1Novartis Pharmaceuticals Corporation, East Hanover, NJ, USA

2Oncology Consultants PA, Houston, TX, USA

3Oregon Health and Science University, Portland, OR, USA

4Sarah Cannon Research Institute/Tennessee Oncology, PLLC, Nashville, TN, USA

5The University of Texas MD Anderson Cancer Center, Houston, TX, USA

6Berry Consultants, Austin, TX, USA

7US Oncology Research and Comprehensive Cancer Centers of Nevada, Las Vegas, NV, USA

8Virginia Cancer Specialists, Fairfax, VA, USA

9Incyte, Wilmington, DE, USA

10Current affiliation: Daiichi Sankyo, Inc, Basking Ridge, NJ, USA

*These authors have contributed equally to this work

Correspondence to:

Barinder P. Kang, email: [email protected]
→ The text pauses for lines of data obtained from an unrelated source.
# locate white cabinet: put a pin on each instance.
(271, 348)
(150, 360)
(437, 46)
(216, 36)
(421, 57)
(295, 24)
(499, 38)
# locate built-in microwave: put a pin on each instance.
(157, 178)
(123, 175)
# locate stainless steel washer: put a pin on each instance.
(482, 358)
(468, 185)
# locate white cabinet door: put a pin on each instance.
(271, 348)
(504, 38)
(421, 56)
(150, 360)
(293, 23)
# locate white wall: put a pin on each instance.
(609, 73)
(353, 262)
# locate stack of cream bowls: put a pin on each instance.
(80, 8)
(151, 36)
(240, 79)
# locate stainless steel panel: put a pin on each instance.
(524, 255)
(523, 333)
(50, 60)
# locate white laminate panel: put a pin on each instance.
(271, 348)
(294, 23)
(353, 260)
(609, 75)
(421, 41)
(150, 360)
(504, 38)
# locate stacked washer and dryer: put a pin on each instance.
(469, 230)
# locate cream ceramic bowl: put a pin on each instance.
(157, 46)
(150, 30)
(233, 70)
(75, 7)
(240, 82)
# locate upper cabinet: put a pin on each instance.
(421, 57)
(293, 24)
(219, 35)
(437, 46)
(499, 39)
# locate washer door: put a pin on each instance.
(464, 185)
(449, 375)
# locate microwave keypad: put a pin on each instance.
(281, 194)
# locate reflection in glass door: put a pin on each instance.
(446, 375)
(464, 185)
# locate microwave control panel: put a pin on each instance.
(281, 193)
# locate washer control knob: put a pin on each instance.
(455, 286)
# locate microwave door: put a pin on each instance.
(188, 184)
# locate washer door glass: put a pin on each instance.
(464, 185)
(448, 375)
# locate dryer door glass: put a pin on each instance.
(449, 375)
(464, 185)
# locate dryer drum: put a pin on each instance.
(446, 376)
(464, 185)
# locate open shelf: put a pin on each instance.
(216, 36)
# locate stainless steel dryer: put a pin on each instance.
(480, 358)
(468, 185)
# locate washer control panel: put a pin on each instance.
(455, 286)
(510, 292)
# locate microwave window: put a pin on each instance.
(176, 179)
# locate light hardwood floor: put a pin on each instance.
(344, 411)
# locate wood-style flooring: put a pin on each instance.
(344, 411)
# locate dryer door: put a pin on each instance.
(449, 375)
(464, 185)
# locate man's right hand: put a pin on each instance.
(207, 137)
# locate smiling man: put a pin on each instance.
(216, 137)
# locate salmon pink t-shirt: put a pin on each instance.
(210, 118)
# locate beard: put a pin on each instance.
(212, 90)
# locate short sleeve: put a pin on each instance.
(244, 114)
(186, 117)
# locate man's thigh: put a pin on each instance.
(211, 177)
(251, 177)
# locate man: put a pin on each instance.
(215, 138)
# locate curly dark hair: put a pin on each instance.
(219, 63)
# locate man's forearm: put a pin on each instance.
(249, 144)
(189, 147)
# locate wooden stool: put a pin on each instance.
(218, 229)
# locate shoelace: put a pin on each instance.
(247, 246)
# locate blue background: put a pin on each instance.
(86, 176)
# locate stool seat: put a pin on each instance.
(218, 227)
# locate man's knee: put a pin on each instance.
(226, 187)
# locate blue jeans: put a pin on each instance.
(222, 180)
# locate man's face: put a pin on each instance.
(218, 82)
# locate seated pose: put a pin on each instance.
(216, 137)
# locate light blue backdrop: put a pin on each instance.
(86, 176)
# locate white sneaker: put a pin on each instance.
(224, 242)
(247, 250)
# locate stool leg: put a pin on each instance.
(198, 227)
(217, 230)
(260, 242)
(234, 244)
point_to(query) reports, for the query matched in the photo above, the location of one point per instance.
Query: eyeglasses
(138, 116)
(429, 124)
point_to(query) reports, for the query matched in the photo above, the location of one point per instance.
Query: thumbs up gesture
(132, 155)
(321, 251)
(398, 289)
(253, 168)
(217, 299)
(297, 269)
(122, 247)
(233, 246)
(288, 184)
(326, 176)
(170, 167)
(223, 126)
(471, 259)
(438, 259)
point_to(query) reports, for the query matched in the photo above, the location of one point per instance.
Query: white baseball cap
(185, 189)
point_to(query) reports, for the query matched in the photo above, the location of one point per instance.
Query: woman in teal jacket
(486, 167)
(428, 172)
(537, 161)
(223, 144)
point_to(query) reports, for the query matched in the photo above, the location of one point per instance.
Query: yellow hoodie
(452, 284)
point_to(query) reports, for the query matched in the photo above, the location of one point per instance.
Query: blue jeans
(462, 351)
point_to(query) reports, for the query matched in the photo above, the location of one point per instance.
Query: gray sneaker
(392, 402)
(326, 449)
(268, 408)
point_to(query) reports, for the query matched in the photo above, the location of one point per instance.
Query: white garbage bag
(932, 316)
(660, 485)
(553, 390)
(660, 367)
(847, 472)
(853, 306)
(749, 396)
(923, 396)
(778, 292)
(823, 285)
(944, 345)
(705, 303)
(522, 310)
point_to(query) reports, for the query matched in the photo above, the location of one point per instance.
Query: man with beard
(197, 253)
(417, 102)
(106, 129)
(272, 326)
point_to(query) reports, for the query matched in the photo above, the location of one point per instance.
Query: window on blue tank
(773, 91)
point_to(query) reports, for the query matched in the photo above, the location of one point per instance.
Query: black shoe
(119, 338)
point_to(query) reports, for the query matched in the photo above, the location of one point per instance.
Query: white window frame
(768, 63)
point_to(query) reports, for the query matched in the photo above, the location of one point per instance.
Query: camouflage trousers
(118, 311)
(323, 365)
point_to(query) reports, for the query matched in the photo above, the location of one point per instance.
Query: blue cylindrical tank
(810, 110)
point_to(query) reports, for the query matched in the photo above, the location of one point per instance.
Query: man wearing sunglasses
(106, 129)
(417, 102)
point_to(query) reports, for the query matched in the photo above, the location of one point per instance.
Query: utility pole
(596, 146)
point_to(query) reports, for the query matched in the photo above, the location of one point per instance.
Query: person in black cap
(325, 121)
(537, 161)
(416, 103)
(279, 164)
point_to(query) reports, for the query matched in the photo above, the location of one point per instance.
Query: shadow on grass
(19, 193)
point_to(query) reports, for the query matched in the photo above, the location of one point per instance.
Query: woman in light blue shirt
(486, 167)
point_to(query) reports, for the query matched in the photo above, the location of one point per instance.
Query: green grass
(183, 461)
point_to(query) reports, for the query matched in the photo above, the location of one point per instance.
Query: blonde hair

Keywords: signature; clinical trial design; basket trial; mutations; tissue agnostic

Received: September 30, 2017    Accepted: March 21, 2018    Published: April 20, 2018


Investigating targeted therapies can be challenging due to diverse tumor mutations and slow patient accrual for clinical studies. The Signature Program is a series of 8 phase 2, agent-specific basket protocols using a rapid study start-up approach involving no predetermined study sites. Each protocol evaluated 1 agent (buparlisib, dovitinib, binimetinib, encorafenib, sonidegib, BGJ398, ceritinib, or ribociclib) in patients with solid or hematologic malignancies and an actionable mutation. The primary endpoint of each study was the clinical benefit rate (ie, complete or partial response, or stable disease) at 16 weeks. A total of 192 individual sites were opened in the United States, with a median start-up time of 3.6 weeks. The most common tumor types among the 595 treated patients were colorectal (9.2%), non-small cell lung adenocarcinoma (9.1%), and ovarian (8.4%). Frequent genetic alterations were in PIK3CA, RAS, p16, and PTEN. Overall, 30 partial or complete responses were observed with 6 compounds in 16 tumor types. The Signature Program presents a unique and successful approach for rapid signal finding across multiple tumors and allowed various agents to be evaluated in patients with rare alterations. Incorporating these program features in conventional studies could lead to improved trial efficiencies and patient outcomes.